A Syntax-Injected Approach for Faster and More Accurate Sentiment Analysis
Muhammad Imran, Olga Kellert, Carlos Gómez-Rodríguez
TL;DR
To address the speed bottleneck in syntax-based sentiment analysis, the paper proposes SELSP, a dependency parser cast as a sequence-labeling task trained with DistilBERT on UD English and Spanish data. The parser uses the Relative Encoding encoding and CoDeLin for decoding into UD trees, which feed a sentiment-analysis engine that applies sentiment dictionaries and syntax-based rules to predict polarity.
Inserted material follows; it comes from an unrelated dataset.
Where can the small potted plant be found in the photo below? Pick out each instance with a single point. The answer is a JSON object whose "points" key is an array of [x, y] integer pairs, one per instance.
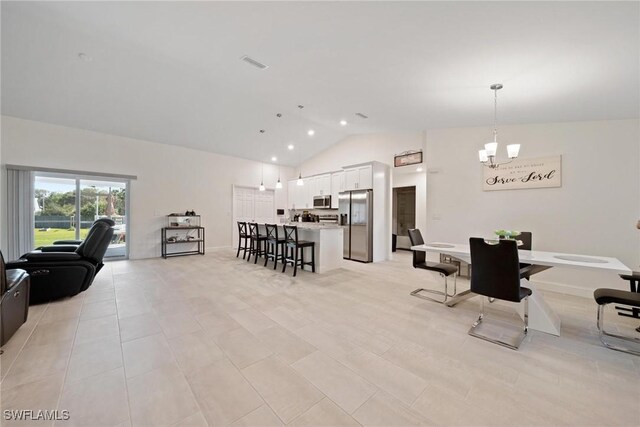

Empirical results across English and Spanish datasets show SELSP-based SA achieves substantial speed gains—often three to eighteen times faster than Stanza and VADER—while maintaining or exceeding their accuracy in most configurations; RoBERTa-based transformers yield higher accuracy but slower inference. The work demonstrates that fast, explainable SA is feasible without domain-specific training data, and that in-domain sentiment dictionaries can boost performance, making the approach appealing for real-world deployment.
Abstract
Sentiment Analysis (SA) is a crucial aspect of Natural Language Processing (NLP), addressing subjective assessments in textual content. Syntactic parsing is useful in SA because explicit syntactic information can improve accuracy while providing explainability, but it tends to be a computational bottleneck in practice due to the slowness of parsing algorithms. This paper addresses said bottleneck by using a SEquence Labeling Syntactic Parser (SELSP) to inject syntax into SA. By treating dependency parsing as a sequence labeling problem, we greatly enhance the speed of syntax-based SA. SELSP is trained and evaluated on a ternary polarity classification task, demonstrating its faster performance and better accuracy in polarity prediction tasks compared to conventional parsers like Stanza and to heuristic approaches that use shallow syntactic rules for SA like VADER. This increased speed and improved accuracy make SELSP particularly appealing to SA practitioners in both research and industry. In addition, we test several sentiment dictionaries on our SELSP to see which one improves the performance in polarity prediction tasks. Moreover, we compare the SELSP with Transformer-based models trained on a 5-label classification task. The results show that dictionaries that capture polarity judgment variation provide better results than dictionaries that ignore polarity judgment variation. Moreover, we show that SELSP is considerably faster than Transformer-based models in polarity prediction tasks.